Low - Dangerous JS Functions#
ZAP found risky JavaScript functions in two files: chunk-LHKS7QUN.js and main.js.
This flag typically means ZAP detected the use of functions like eval() or document.write(). These can be exploited if an attacker can control the input to those functions. Again for Juice Shop this is by design.
Low - Cross-Origin-Embedder-Policy Header Missing#
This header controls whether the page can be embedded in a cross-origin context. ZAP flagged 10 instances.
Missing this header can expose the application to certain side-channel attacks. It is related to browser isolation features.
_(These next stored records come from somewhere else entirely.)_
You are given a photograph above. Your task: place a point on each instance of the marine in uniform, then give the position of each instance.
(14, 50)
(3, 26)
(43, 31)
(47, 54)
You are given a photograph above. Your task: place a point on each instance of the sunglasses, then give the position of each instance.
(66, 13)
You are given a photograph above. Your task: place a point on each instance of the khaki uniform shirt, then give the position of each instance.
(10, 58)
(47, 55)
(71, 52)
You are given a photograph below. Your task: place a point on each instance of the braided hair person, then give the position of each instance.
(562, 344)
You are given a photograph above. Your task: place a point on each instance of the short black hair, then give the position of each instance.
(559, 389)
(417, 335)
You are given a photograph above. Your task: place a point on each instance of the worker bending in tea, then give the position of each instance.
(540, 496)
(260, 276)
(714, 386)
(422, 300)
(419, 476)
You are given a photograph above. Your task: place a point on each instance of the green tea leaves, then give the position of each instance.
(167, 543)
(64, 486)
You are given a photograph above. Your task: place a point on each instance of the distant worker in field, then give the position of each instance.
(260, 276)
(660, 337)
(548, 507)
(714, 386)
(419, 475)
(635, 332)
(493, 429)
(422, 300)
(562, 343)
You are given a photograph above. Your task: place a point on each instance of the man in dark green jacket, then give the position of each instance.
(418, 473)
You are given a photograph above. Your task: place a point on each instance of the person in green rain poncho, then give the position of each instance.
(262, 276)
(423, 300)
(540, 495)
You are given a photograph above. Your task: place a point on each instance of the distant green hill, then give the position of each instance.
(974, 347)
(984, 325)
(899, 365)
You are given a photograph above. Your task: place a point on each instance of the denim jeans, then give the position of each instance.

Most applications do not have this configured and it is relatively new.
What ZAP Missed#
This is the part I find interesting. Juice Shop has a lot of known vulnerabilities. SQL injection, broken authentication, insecure direct object references, exposed admin endpoints. ZAP did not find most of them.
Why? Because ZAP ran a baseline scan. The baseline scan is passive, it does not actively attack the application. It just observes traffic and looks for obvious header and configuration issues.
ZAP has a full active scan mode that would find a lot more. The tradeoff is it is slower and more aggressive. It actually sends attack payloads to the application. I will cover that in a future post.
The other thing ZAP cannot find is business logic vulnerabilities. Things like being able to place a negative quantity order to get a refund, or accessing another user’s basket by changing an ID in the request. Those require a human to test or at least a much smarter scanner.
This is why DAST is one layer of a security program, not the whole thing. It works best alongside SAST, SCA, and manual testing.
What Is Next#
Now that I have findings I think I would like to send them somewhere useful. In my lab I have DefectDojo deployed which is a vulnerability management tool. The idea is to have Jenkins automatically push the ZAP report to DefectDojo after every scan so I have a central place to track findings over time.
I will cover that integration in a future post. I hope you enjoyed this and found it as entertaining as I did when building this.